When you’re young and single, you can make decisions and change your mind as frequently as you’d like. However, your choices will ultimately impact your family when you get older. Take switching careers, for example. A recent college graduate or single young adult can work for a company one day and then start a business the next. A married woman with kids can make the same decision, but she’ll have to consider how it will affect her household before making a move. 

Between A Rock And A Hard Place

Have you found yourself in this predicament? You’ve been working for a company for several years to keep the lights on and food on the table, but it’s not personally or professionally satisfying. You want to change careers, but you’re afraid that accomplishing that goal will disrupt your family unit. 

Making It Work

The good news is you can make a career change at any age. The key to getting through it is finding balance. Below are a few suggestions. 

Evaluate Your Decision

The first bit of advice is to evaluate your decision to make a career change. As this decision will impact you and your family, you want to ensure you’re making an informed choice to move forward. The biggest question to consider is, are you dissatisfied with the field you’re in or just the company you work for? If it’s the latter, perhaps you should start applying for a job with another organization. 

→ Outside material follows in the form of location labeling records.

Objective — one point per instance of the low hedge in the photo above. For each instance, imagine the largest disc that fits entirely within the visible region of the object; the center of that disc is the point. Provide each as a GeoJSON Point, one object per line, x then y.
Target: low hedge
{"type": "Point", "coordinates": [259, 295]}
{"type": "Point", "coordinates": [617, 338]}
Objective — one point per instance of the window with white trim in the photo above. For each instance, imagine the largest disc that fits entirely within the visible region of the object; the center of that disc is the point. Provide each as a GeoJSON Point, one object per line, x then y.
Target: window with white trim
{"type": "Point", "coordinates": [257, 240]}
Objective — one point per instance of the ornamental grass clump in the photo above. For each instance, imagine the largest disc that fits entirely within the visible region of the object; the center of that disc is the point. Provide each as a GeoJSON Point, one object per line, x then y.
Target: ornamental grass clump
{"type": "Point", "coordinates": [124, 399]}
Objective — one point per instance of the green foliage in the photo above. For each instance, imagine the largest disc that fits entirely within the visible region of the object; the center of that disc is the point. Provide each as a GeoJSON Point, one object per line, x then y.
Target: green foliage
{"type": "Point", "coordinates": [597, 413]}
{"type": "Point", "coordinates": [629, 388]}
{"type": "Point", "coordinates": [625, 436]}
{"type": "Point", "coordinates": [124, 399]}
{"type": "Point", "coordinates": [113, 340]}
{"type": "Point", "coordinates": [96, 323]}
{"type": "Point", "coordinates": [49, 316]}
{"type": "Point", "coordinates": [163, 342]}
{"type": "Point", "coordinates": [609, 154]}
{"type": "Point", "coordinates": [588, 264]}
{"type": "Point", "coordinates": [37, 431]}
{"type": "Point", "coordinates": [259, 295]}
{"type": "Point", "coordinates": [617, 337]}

If you believe you’re simply ready to shift gears completely, do some research to determine what that will require. For example, if you wanted to be a social worker, you might need to go back to school and take psychology courses or get a forensic certificate. How much will that cost? How long will it take? What will be required of your family to support you?

Talk To Your Family

Once you’ve thoroughly evaluated your decision to make a career change and determined how to accomplish the goal, it’s time to talk to your family. Of course, you should start with your significant other since they’re the other adult in the house. Express your desire to do something different with your life. Share your dreams, goals, and your plan to get there. Finally, explain the necessary sacrifices it may require. 

After you two have discussed the matter and gotten on the same page, you can present the news to your children.

Planning, Routines, And Schedules

The next step is creating a plan and building schedules and routines around those plans. As you’re figuring out your professional journey, don’t forget to evaluate the financial, structural, and emotional aspects of your home life. For instance, if you’re going to quit your job and go to college, how will your family survive the increased debt with less income? Ultimately, you would look into financial aid and scholarship opportunities while adopting frugal budgeting techniques. 

Using the same example, if you’re going back to school, how will it change your family’s existing routines and schedules? If your schedule permits you from dropping the kids off at school, will your spouse do it, or do they need to sign up to ride the bus? If you’re going to night school, will you meal prep and batch cook, so your family has dinner, or will outside relatives volunteer to cook? 

As you work through each portion of your professional plan, ensure that you’ve created routines and schedules for your household. That way, you can accomplish your goals without too much disruption to their everyday lives. 

If you feel that you’re in a career that doesn’t speak to your passions, there’s nothing wrong with making a change. Yes, your current job may pay the bills, but there’s more to life than earning a quick buck. If you’ve been holding off on taking the leap because of how it may impact your family, it’s time to put your plans in motion. As you can see, with a bit of planning and preparation, you can ease the impact and begin the journey to doing something you love.